Chez Cofinoga, le plan social annoncé le 20 janvier pour 433 salariés tarde à se préciser et ne peut donc être négocié, déplore Lionel Azougalhi, délégué CFDT et porte-parole de l’intersyndicale.

Comme à la SNCM : le président du conseil de surveillance a évoqué début avril la menace d’un plan social de 800 emplois. Sans donner de dates.

Groupama, de son côté, compte économiser 400 millions d’euros. « Sans toucher à la masse salariale », a compris Philippe Goret, pour la CGT :

« Logiquement, les mesures auraient dû être mises en œuvre début 2012. Ça n’est pas le cas. La direction a dû préférer hiérarchiser les priorités. »

Reporter la fermeture

Dans les entreprises de moindre taille, la stratégie consiste davantage à décaler de quelques mois la date couperet :

  • l’usine de composants électroniques Freescale, qui emploie 821 salariés, reporte ainsi à juin 2012 sa fermeture ;
  • quand le raffineur Petroplus, de Petit-Couronne, placé en redressement judiciaire, décroche un contrat de six mois avec Shell. Nicolas Sarkozy s’en attribue la responsabilité ;
  • Albany, qui fabrique des tissus techniques, renonce de son côté à la fermeture immédiate de son usine de Saint-Junien.
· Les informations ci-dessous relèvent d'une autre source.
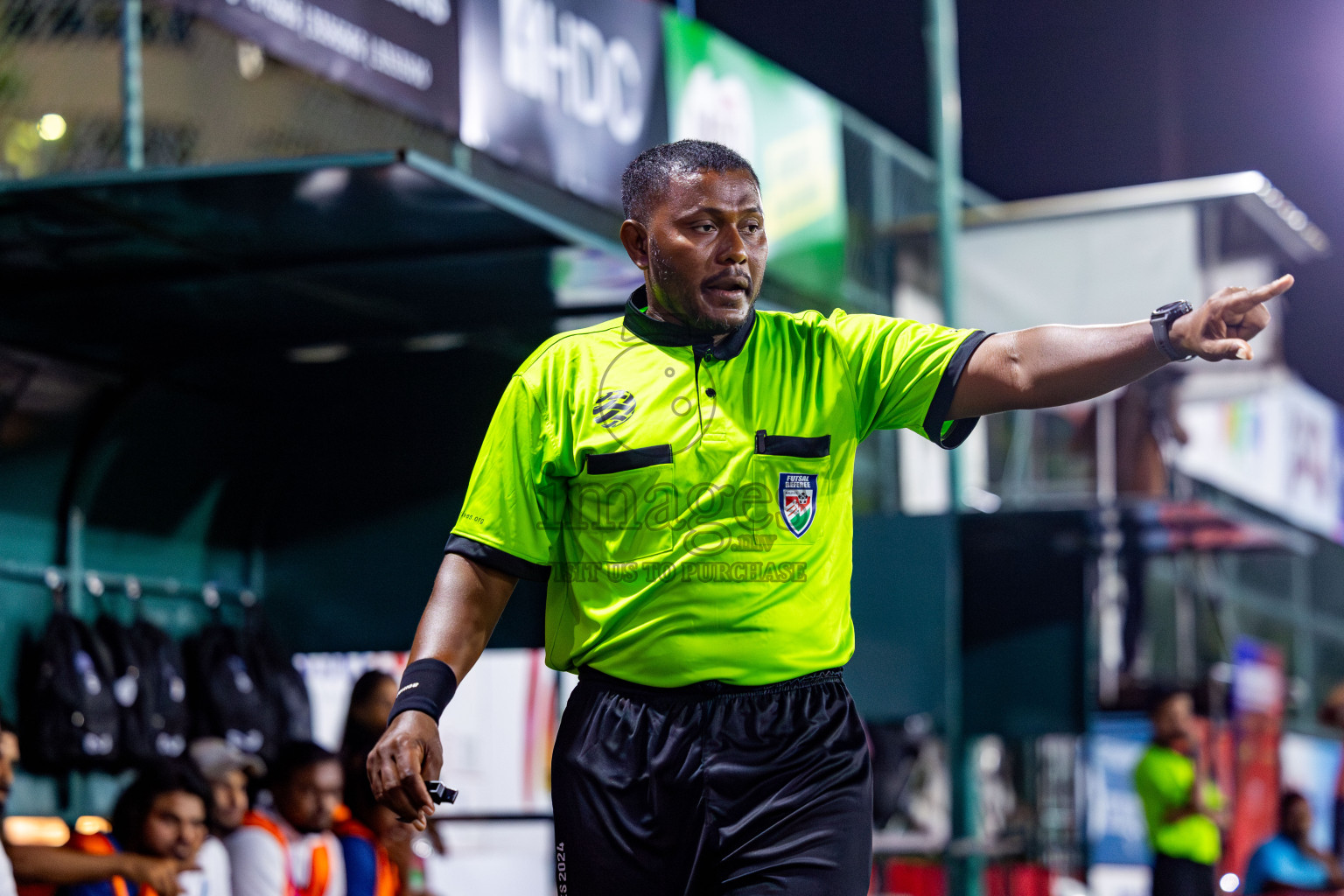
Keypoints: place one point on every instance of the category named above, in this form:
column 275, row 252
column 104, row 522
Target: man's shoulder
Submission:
column 561, row 351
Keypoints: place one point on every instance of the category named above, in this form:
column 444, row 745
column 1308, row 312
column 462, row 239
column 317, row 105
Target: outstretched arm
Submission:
column 1051, row 366
column 464, row 606
column 60, row 865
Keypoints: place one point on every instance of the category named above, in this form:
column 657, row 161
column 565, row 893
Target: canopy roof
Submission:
column 277, row 258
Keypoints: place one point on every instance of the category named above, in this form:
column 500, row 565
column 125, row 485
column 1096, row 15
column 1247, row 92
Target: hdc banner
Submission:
column 570, row 90
column 789, row 132
column 401, row 52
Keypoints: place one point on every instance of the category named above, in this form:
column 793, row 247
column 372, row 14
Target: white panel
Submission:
column 1278, row 449
column 924, row 476
column 1095, row 269
column 494, row 858
column 1120, row 880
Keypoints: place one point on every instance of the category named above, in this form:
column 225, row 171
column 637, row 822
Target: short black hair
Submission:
column 1286, row 801
column 132, row 808
column 295, row 755
column 646, row 178
column 1163, row 693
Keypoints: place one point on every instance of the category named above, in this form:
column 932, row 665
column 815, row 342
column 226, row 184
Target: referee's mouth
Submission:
column 727, row 290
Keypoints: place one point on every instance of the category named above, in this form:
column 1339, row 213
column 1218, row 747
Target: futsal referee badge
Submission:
column 799, row 500
column 613, row 407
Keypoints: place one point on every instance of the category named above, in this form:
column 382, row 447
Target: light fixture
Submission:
column 324, row 354
column 252, row 60
column 35, row 830
column 93, row 825
column 434, row 343
column 52, row 127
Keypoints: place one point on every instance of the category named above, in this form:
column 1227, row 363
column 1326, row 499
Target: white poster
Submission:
column 1277, row 448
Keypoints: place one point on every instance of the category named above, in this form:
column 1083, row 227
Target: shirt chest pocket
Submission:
column 796, row 472
column 622, row 506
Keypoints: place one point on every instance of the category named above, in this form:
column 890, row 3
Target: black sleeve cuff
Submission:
column 942, row 396
column 496, row 559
Les banques, elles, ne s’embarrassent pas et mettent d’ores et déjà en place des PSE, qu’elles expliquent par la crise économique. Mais dans les secteurs porteurs aussi, on licencie. Nokia Siemens Network, spécialisée dans les réseaux mobiles, a annoncé début mars la suppression de 186 postes sur 460 en France. Une réduction de 40% des effectifs.